US 12,457,098 B2
SPDM-based firmware protection system and method
Shinose Abdul Rahiman, Bangalore (IN); Rama Rao Bisa, Bangalore (IN); Dharma Bhushan Ramaiah, Bangalore (IN); Vineeth Radhakrishnan, Palakkad (IN); and Mini Thottunkal Thankappan, Bangalore (IN)
Assigned to Dell Products, L.P., Round Rock, TX (US)
Filed by Dell Products, L.P., Round Rock, TX (US)
Filed on Feb. 24, 2023, as Appl. No. 18/174,137.
Prior Publication US 2024/0291636 A1, Aug. 29, 2024
Int. Cl.

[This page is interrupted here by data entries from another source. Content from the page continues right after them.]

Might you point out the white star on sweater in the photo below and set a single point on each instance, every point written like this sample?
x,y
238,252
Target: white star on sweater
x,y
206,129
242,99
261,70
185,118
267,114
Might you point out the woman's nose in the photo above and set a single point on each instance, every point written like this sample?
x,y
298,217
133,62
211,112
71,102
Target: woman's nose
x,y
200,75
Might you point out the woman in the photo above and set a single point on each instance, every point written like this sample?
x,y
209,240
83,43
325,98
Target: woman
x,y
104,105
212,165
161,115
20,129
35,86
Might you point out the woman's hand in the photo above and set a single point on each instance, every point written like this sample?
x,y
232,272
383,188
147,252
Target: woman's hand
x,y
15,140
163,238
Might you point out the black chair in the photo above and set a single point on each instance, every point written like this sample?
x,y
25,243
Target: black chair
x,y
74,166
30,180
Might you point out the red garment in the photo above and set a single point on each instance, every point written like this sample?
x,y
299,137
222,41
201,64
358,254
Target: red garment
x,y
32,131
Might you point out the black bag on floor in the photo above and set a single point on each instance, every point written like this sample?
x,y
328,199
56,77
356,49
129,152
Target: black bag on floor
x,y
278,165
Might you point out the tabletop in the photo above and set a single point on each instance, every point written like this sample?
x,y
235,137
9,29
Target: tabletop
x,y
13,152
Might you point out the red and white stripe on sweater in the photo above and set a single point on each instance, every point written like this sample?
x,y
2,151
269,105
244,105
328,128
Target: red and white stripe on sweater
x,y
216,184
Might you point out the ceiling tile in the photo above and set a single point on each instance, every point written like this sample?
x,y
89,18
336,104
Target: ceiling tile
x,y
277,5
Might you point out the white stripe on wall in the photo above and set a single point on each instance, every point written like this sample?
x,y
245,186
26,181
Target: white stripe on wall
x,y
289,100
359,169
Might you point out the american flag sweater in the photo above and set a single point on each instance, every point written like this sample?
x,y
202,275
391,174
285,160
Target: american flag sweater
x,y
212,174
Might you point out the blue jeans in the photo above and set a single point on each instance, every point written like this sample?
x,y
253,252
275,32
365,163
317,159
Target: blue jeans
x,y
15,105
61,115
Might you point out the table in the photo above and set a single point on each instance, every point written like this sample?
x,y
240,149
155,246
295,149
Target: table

H04L 9/08 (2006.01); H04L 9/32 (2006.01)
CPC H04L 9/0825 (2013.01) [H04L 9/0869 (2013.01); H04L 9/3263 (2013.01)] 19 Claims
OG exemplary drawing
 
1. An Information Handling System (IHS) comprising:
a Security Protocol and Data Model (SPDM)-enabled device conforming to a SPDM specification; and
at least one memory coupled to at least one processor, the at least one memory having
program instructions stored thereon that, upon execution by the at least one processor, cause the IHS to:
receive, from a requesting device, a request to update the SPDM-enabled device
with a software package;
obtain the software package from an online portal;
encrypt the software package with an encryption key;
encrypt the encryption key with a device identity certificate of the requesting device; and
send the encrypted software package and encrypted encryption key to the requesting device;
wherein the request includes the device identity certificate, and wherein the device identity certificate conforms to a data structure as specified by the SPDM specification.